There is no trust left.

The cashflows are not looking good for banks or super funds.

Those last few changes by Howard and then Hockey are going to cause huge damage before it's over.

Possibly the plan was to break the Superannuation system.

The fascist far right are crazy at the best of times and have had a pretty good run over the past decade or so.
Rainey
6th Dec 2017
9:54am
Local council is helping retirees in our area. 40% increase in rates in just 3 years.
Old Geezer
6th Dec 2017
10:43am
Agree Rainey as OAPs don't pay rates. The rest have to pay 60% extra to pay for the OAPs share.
JAID
6th Dec 2017
12:15pm
It goes on just about everywhere Rainey. They have a local monopoly; a unique power to adjust price without restraint or competition. they forget who owns them, they pay wages much higher for work done than any local businesses can afford to pay, they seldom bother to attempt to maximise the quality and quantity of their employees work (because it doesn't matter you can just go out, employ extras and charge higher rates, they even give employees free admission to Council owned facilities while their owners pay handsomely. If they are large (and inefficient, goes without saying) they clamour for amalgamation so they can control the margin not exhorted by smaller bodies who are usually more responsive to ratepayers capability to pay. They respond to the whimperings of those who feel they don't have enough often duplicating resources and finally, extending the romp, governments think they can lumber them with any manor of responsibility passing on costs. Here rates have risen about 300% in the time wages have risen less than 30%. Here, Council staffing has risen enormously while the ability to contact and talk turkey has diminished enormously.
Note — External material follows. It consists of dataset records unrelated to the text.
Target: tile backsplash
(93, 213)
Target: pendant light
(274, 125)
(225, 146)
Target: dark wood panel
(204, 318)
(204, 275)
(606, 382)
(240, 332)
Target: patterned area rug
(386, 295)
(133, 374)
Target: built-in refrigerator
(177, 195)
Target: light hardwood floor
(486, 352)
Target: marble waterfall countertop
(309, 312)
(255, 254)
Costs, rules, regulations, unnecessary interdiction and general fiddling around all rise year on year. is the only hope a serious recession?
Rainey
7th Dec 2017
7:46am
More dumb ill-informed crap from OG! Of course OAP's pay rates. They get a concession. In some places it's up to 20% - rarely more than that! In our area, it saves barely 7.5%.
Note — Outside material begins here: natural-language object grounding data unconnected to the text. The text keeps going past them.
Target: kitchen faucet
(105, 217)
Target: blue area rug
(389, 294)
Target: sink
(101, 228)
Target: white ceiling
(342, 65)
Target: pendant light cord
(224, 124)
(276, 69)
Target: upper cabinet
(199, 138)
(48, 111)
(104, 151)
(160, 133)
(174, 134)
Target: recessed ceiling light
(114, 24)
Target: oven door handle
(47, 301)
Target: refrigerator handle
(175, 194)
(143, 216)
Yes, Jaid. They are a law unto themselves and they don't give a hoot about efficiency. I had dealings with them a few years ago over a town planning error and their very highly-paid chief engineer proved to be a complete idiot. He blew $1 million of ratepayer money hiring a hot-shot Sydney lawyer to defend Council in a dispute, only to have the lawyer forced to quit and tell Council no lawyer could represent them under law because they were asking the lawyer to lie in court in order to defraud a ratepayer!!!! When I pointed out to the Mayor what was going on the Mayor told me to be aware he had access to hundreds of thousands of dollars of ratepayer money to launch court appeals until his opponent gave up trying to get justice, so it didn't really matter who was in the right in the dispute. Council would win because it had deeper pockets. And the engineer was promoted!!!
JAID
7th Dec 2017
2:10pm
A largely miserable state of affairs Rainey, saved only by a lawyer with integrity...even if he/she did end up with a cool million for their tribulation.
Rainey
8th Dec 2017
12:06pm
No, Jaid, sadly the lawyer had no integrity. He ran scared when threatened with a report to his professional body because he knew there was strong evidence of him acting dishonestly as well as supporting dishonesty by his client. Dumb fool put it in writing that he'd been to personally inspect the problem area and quoted time and date, and three independent witnesses swore Affidavits that he drove by but did not stop and leave his vehicle. Plus, he quoted measurements that he claimed he took and the measurements were a full 1.2 metres out.
Old Geezer
8th Dec 2017
1:13pm
If they get so little why do people want that pensioner concession card so badly then? Is it just a badge of honour?